The recent British economic data, especially with regard to inflation, raised expectations to force the Bank of England to raise interest rates, but the British Pound did not benefit from that.
The GBP/USD currency pair remained on the cusp of psychological support 1.2000.The currency pair is stable around the 1.2050 level at the time of writing the analysis.Rising UK inflation is sending the pound higher against the euro and dollar, but that’s not good news.Sterling was higher after the UK inflation was announced at 10.1% in July – exceeding economists’ expectations by a significant amount – leaving it more than five times above the BoE’s target.
The new inflation rate to a 40-year high means the bank is likely to rise by 50 basis points in September. For its part, the Office for National Statistics said that inflation in the UK rose to 10.1% on an annual basis in July, ahead of expectations of 9.8% and 9.4% in June. Core inflation rose 6.2% on an annual basis, ahead of expectations of 5.9% and 5.8% in June. Commenting on the figures, Hussain Mahdi, analyst at HSBC Asset Management, said: “Inflation continues to rise without expecting a halt in the coming months with higher household energy bills and continued service inflation supported by the continued resilience in the labor market.”
The initial reaction from sterling has been to rally, a traditional and probably unexpected reaction driven by algorithms. But the gains were soon given up, confirming that this inflation was a bad surprise for the British economy. The Bank of England will have to act decisively and introduce further rate hikes that will constrain the economy to the point of entering a recession, something the Bank expects to happen early in the year.
The ONS said rising inflation reflected higher prices across many parts of the measuring basket, underscoring an increasingly entrenched problem for the Bank of England. The Bank of England itself expects inflation to reach a top of 13% by the end of the year, and with another rise in energy costs in October, this seems easy to achieve.
“The key rate will then rise to around 13% in October, when Ofgem will increase the default tariff rate ceiling by about 80%,” says Samuel Tombs, chief UK economist at Pantheon Macroeconomics.

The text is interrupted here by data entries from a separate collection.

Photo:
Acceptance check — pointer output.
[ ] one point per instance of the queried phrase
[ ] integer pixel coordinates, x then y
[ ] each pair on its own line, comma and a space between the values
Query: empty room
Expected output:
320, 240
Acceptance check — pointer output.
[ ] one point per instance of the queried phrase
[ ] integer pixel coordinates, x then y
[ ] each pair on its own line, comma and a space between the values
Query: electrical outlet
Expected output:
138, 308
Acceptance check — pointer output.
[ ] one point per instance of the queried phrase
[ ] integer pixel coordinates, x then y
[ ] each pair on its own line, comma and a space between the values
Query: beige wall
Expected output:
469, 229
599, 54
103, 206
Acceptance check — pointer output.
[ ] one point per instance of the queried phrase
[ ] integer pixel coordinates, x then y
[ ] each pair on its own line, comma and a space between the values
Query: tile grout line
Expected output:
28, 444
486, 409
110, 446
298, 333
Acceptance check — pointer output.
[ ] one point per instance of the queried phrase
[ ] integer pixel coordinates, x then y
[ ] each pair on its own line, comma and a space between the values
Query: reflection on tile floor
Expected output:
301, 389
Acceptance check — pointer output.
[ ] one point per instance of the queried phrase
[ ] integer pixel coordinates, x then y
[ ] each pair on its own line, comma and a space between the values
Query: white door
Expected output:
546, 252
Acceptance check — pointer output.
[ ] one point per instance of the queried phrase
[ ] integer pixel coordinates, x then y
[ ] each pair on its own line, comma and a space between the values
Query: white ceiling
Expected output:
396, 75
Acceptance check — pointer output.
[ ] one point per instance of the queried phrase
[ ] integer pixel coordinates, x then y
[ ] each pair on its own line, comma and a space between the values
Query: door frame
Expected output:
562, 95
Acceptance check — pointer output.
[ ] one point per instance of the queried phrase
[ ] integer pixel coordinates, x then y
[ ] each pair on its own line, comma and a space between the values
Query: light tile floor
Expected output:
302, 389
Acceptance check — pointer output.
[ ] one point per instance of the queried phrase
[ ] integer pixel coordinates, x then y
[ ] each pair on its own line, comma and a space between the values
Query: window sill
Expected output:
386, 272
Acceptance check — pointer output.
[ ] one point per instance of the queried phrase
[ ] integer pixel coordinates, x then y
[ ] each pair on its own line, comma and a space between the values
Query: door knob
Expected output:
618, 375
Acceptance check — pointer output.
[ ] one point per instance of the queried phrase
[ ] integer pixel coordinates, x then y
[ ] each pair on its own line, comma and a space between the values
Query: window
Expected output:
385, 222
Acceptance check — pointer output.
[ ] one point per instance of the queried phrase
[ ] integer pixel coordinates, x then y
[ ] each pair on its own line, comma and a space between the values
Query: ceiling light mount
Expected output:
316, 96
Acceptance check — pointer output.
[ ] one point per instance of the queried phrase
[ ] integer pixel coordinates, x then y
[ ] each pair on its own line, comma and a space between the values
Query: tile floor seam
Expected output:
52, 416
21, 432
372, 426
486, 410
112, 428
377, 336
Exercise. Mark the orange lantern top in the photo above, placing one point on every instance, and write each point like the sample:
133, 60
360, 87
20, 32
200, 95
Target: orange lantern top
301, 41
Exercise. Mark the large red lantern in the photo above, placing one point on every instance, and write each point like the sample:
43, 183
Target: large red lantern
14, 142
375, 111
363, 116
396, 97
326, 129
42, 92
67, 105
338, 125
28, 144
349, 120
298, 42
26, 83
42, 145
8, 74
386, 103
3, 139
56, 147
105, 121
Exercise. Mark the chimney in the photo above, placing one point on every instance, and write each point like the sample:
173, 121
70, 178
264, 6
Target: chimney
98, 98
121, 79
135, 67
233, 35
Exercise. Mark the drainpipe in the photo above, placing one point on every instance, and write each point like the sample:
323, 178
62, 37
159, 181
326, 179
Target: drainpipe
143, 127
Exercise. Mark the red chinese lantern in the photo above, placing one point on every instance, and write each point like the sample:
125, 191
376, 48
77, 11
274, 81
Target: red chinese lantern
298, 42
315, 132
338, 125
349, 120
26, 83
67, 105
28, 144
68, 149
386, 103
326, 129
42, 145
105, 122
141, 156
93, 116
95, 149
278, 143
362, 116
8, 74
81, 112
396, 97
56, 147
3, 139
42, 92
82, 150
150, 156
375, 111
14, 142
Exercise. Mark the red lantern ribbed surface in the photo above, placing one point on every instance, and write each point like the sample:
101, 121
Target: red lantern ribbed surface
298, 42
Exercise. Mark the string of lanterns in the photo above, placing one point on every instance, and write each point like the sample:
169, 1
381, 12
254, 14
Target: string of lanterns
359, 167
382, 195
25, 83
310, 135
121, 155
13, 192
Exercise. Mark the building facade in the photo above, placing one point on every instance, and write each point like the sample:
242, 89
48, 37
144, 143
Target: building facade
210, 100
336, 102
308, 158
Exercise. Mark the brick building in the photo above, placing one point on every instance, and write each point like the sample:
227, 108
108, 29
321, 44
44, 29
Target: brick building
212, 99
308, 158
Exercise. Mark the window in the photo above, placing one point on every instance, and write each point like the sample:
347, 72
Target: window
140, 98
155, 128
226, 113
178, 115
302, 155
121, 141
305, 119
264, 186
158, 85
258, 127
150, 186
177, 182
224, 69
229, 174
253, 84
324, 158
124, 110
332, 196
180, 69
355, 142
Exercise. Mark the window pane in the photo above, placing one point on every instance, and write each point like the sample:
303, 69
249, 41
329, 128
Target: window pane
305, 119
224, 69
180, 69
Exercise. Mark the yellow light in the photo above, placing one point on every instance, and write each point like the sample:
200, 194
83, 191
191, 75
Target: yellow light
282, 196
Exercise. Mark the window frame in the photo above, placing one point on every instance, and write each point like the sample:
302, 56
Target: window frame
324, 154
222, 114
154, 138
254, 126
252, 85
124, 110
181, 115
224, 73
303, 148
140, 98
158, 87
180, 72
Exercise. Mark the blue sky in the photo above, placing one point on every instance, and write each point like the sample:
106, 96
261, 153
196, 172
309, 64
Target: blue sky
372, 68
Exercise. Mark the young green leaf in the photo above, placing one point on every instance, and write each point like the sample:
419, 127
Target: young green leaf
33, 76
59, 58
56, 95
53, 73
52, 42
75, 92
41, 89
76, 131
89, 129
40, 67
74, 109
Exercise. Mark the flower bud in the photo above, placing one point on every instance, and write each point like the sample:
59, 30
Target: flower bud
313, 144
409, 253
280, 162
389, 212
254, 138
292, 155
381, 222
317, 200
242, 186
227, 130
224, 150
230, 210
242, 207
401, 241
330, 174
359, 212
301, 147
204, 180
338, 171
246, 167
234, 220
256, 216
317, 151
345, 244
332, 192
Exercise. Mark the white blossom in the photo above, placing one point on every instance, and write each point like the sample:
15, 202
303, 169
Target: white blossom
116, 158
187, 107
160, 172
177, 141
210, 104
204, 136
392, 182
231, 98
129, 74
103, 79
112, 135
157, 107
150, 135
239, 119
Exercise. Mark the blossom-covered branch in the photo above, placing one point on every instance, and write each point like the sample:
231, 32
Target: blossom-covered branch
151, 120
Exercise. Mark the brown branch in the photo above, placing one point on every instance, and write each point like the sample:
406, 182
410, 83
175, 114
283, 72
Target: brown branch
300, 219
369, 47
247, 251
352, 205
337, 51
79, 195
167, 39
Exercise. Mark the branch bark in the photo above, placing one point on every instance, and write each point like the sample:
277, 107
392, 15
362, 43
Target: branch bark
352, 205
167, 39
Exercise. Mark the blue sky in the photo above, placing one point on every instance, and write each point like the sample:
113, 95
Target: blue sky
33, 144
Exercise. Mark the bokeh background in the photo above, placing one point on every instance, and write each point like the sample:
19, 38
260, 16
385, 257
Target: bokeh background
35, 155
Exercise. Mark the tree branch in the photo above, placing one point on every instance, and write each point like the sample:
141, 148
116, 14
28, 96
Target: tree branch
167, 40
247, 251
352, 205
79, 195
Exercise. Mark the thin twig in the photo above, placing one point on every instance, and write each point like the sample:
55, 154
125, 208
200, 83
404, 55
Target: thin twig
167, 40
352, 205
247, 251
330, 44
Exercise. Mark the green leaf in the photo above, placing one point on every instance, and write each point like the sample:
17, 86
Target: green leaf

How does inflation affect GBP/USD?
Sterling is usually expected to be supported by the possibility of higher interest rates, as this indicates higher returns on UK monetary assets for foreign investors. But high inflation and stagnant economic growth are potential major headwinds for the currency. Therefore, although the currency’s initial response has been on the rise, the long-term outlook is certainly challenged, and the British currency is likely to incur losses in the future, particularly against the US dollar.
Meanwhile, the Euro appears to remain under pressure as the UK and Eurozone face similar inflationary challenges for energy leadership. Continued declines in global oil prices and declines in auto fuel prices were not reflected in the July inflation data, but they will soon begin to show and cap the headline inflation rate. Meanwhile, broader inflationary pressures are expected to decline sharply towards the end of the year.
Today’s forecast for the GBP/USD pair:
There is no change in my technical view of the performance of the GBP/USD currency pair. The stronger bearish trend and the test and breakout of the psychological support 1.2000 increases the bears’ control over the trend. Breaking the support will open the way to test stronger support levels, the most important of which are 1.1935 and 1.1880, respectively. On the other hand, on the daily chart, there will be no breach of the current trend without moving towards the 1.2330 resistance level. I still prefer to sell the GBP/USD from every ascending level.